Kassopia Arseneault
Arv-1000 Arts et technologies numériques
Projet final
Pour le projet final, je voulais vraiment explorer la performance vidéo. J’ai eu l’idée d’intervenir physiquement sur la vidéo, ainsi c’est moi qui guide ce que le spectateur va voir. Dans cette forme de pensée, j’ai décidé de créer une mise en abîme.
Je vais créer une bande sonore qui va être mon point de départ. Cette bande sonore va me servir d’inspiration pour peindre une œuvre sur un support qui reste à déterminer. Pendant ce temps, je vais me filmer en action de création. C’est sur cette vidéo que je vais intervenir physiquement en faisant une œuvre peinte inspirée du son initial qui jouera durant la performance. En troisième lieu, la performance sera filmée et projetée instantanément sur un autre support.
Il y aura donc, au moment de la performance, trois plans. Au centre, il y aura l’œuvre peinte initialement. Sur l’un des côtés il y la projection de la vidéo et moi qui intervient sur cette même vidéo et de l’autre côté, il y aura la projection de la performance.
Intervenir physiquement sur une vidéo change les données initiales de cette même vidéo. Cependant, quel est la pertinence de la vidéo, du sujet de la vidéo si c’est l’acte performatif qui est le principal sujet. C’est pour cette raison que j’ai opté pour la mise en abîme comme sujet. L’acte performatif, ici de peindre sur un support, sera le sujet de la vidéo. Une mise en abîme permet de ne pas se leurrer sur la nature de la performance. Dans cette performance, c’est le concept d’agir physiquement sur une vidéo qui est essentiel à mes yeux. Peindre sur une vidéo d’un sujet x pourrait éloigner le spectateur du sens de cette performance. Par exemple, si le sujet de la vidéo est la chasse et que je peins de façon à cacher des parties de la vidéo, certains verraient une critique contre la chasse. Ils croiraient que j’exprime une opinion, ce qui n’est pas le cas.
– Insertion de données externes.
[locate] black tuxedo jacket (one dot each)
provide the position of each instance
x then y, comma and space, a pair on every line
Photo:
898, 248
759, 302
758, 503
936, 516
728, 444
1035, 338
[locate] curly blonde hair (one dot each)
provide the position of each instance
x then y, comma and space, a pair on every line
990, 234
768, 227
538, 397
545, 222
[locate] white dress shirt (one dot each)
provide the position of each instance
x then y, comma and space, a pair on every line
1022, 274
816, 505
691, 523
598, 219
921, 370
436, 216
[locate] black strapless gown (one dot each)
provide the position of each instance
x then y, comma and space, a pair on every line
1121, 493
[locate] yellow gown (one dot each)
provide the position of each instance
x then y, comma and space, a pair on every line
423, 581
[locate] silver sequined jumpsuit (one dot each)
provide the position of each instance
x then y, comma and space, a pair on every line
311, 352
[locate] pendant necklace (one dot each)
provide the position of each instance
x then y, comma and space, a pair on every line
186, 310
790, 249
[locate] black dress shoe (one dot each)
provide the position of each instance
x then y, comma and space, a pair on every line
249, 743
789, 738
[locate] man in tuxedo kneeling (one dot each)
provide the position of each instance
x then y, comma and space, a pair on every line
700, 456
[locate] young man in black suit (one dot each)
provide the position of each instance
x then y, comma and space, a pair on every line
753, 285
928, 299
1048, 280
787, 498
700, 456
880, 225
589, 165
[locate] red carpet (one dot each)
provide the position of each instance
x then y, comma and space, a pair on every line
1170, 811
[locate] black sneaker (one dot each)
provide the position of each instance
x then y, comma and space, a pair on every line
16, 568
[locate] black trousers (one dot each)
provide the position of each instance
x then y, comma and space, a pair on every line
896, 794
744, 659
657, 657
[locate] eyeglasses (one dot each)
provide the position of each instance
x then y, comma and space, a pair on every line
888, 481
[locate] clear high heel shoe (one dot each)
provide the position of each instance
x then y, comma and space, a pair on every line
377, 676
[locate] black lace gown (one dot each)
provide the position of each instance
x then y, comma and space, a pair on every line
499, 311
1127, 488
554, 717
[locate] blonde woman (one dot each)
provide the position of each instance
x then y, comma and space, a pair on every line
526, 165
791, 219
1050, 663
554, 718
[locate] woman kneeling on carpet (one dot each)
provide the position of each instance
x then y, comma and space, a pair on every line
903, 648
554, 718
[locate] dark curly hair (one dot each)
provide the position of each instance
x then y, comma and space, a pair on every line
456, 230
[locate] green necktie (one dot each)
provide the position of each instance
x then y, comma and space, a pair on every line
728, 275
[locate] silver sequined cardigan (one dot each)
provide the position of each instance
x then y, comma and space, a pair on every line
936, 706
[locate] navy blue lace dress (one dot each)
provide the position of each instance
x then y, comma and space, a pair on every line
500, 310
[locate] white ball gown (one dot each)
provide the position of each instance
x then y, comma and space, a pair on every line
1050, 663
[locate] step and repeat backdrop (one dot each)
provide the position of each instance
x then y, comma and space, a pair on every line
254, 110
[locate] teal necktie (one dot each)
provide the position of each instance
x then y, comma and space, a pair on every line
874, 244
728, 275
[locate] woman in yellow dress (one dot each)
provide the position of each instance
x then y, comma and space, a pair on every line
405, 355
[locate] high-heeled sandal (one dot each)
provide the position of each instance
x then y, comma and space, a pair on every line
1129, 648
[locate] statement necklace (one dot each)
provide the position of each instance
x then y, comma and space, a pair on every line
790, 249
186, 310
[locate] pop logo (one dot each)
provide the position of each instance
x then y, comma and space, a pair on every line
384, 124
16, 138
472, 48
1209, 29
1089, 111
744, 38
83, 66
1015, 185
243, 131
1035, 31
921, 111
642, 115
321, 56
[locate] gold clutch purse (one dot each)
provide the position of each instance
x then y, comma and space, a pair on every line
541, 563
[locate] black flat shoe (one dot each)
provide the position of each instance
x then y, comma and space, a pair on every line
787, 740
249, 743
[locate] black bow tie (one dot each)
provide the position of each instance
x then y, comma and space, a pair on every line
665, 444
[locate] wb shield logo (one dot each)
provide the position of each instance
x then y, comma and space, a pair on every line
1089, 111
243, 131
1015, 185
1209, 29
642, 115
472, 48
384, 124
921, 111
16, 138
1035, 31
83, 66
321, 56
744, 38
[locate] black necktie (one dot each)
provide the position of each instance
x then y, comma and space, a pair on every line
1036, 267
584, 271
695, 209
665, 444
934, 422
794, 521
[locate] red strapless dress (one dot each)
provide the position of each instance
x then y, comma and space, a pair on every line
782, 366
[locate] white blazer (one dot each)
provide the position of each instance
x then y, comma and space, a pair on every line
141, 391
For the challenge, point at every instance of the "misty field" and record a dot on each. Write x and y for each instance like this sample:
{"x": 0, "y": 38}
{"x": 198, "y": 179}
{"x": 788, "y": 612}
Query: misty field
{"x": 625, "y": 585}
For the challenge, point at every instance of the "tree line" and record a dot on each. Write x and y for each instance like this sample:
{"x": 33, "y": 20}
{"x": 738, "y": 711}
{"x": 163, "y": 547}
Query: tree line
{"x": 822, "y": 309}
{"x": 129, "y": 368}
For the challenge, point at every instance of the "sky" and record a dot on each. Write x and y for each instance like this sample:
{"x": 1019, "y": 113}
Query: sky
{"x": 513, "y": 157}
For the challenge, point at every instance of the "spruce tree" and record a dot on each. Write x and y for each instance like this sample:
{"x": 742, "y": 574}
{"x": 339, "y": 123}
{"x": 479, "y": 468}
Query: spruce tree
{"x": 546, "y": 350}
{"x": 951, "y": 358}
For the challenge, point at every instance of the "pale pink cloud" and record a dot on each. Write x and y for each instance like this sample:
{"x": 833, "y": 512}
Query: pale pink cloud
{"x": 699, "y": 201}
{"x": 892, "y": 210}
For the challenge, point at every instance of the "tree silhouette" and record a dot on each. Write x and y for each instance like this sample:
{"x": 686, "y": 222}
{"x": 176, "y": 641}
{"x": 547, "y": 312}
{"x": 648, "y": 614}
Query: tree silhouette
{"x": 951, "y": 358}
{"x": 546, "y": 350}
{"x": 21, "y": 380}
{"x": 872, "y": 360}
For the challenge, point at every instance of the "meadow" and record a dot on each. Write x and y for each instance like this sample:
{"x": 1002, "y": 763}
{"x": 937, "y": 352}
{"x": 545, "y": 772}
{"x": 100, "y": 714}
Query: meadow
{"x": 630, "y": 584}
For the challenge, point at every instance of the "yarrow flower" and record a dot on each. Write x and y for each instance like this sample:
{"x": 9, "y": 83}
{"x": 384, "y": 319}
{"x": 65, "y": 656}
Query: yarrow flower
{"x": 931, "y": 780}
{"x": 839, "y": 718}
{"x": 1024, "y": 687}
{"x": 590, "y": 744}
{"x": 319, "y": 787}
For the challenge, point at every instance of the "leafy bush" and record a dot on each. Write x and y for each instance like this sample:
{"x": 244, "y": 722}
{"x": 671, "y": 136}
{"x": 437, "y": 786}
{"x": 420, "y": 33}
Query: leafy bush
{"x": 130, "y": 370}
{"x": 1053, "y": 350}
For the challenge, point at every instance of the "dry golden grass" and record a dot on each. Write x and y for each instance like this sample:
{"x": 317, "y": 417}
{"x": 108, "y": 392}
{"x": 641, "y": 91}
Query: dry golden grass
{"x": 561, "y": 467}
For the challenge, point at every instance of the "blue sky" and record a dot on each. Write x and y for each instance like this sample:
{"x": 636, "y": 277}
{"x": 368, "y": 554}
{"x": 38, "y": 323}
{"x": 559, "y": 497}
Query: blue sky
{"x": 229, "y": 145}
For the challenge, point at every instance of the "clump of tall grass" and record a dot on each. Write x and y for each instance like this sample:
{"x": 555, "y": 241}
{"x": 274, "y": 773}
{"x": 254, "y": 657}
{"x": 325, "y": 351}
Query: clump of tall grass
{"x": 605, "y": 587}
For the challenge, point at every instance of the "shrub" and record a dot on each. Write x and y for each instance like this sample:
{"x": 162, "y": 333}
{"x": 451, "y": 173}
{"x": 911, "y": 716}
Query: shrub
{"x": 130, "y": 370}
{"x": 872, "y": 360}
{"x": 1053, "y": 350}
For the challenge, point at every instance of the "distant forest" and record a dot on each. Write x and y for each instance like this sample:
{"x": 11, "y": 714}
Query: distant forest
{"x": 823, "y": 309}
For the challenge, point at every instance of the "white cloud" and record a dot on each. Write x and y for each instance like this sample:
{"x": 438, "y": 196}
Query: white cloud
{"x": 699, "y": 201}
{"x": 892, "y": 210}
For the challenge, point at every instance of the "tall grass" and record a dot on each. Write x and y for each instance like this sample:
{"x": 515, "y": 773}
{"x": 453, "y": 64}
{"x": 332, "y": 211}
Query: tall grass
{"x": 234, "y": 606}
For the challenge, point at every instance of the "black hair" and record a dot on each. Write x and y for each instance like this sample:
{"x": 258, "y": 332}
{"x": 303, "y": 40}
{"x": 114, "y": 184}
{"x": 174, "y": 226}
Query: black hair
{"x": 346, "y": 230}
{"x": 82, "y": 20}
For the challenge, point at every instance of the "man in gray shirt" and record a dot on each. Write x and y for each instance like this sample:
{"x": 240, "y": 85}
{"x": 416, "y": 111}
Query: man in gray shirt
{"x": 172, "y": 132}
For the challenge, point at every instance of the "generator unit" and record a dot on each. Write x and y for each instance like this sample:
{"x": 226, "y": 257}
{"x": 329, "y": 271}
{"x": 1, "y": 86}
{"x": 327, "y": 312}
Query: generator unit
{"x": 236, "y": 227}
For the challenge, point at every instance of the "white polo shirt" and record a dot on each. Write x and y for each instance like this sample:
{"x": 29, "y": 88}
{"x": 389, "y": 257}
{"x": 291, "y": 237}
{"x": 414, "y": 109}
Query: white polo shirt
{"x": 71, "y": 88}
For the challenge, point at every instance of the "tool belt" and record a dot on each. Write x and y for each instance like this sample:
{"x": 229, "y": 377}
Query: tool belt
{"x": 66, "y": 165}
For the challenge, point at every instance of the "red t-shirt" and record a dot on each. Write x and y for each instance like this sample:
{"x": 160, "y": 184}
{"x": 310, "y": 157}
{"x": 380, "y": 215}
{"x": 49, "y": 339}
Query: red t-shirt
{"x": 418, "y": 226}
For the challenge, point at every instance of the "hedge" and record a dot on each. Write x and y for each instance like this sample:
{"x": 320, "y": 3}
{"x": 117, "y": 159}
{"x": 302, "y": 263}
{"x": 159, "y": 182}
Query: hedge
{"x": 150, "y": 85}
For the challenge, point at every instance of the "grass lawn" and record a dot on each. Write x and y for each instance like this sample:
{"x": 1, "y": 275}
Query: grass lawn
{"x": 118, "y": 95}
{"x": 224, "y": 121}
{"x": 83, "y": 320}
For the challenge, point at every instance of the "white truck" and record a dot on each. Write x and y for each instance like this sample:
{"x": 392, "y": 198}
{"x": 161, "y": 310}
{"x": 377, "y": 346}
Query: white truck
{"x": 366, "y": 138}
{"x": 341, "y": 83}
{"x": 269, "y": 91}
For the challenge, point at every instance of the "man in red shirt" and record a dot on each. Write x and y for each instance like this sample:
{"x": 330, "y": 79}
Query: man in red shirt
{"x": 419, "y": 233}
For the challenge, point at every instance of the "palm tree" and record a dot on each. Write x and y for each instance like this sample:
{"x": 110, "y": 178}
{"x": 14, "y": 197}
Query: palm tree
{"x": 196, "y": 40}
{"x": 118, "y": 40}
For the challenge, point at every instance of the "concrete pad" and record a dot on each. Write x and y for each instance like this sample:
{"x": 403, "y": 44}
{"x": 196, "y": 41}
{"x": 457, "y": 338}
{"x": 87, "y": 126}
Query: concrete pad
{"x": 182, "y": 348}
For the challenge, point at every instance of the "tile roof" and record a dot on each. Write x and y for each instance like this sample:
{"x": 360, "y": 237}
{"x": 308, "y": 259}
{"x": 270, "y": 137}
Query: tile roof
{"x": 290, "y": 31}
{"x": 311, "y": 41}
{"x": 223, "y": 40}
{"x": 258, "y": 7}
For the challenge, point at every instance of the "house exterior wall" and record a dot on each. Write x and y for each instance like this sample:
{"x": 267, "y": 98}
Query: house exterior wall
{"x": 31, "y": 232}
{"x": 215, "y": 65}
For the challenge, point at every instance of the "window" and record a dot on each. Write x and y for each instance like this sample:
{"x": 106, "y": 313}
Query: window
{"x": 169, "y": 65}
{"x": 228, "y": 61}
Puisque l’on doit construire un triptyque vidéo, j’ai décidé de pousser plus loin la mise en abîme en filmant et projetant la performance. Je n’agirais pas physiquement sur cette projection, mais ça ouvre la porte à une suite de cette mise en abîme. Une mise en abîme est infinie. Sans la projection, cela aurait coupé court à la mise en abîme, mais avec la projection on peut s’imaginer une répétition sans fin.
Le défi pour moi dans cette performance est le «timing». Il faut que tout soit bien réglé. Je dois encore penser à quelques détails. Peut-être laisserais-je jouer la vidéo une fois avant de commencer à peindre dessus. Comme ça le spectateur saura exactement sur quoi je peins et comprendra que je répète la scène qu’il vient de voir. De plus, je me demande si je dois projeter en même temps que je peins, ou filmer pendant que je peins et attendre à la fin pour projeter la performance qui vient de se produire.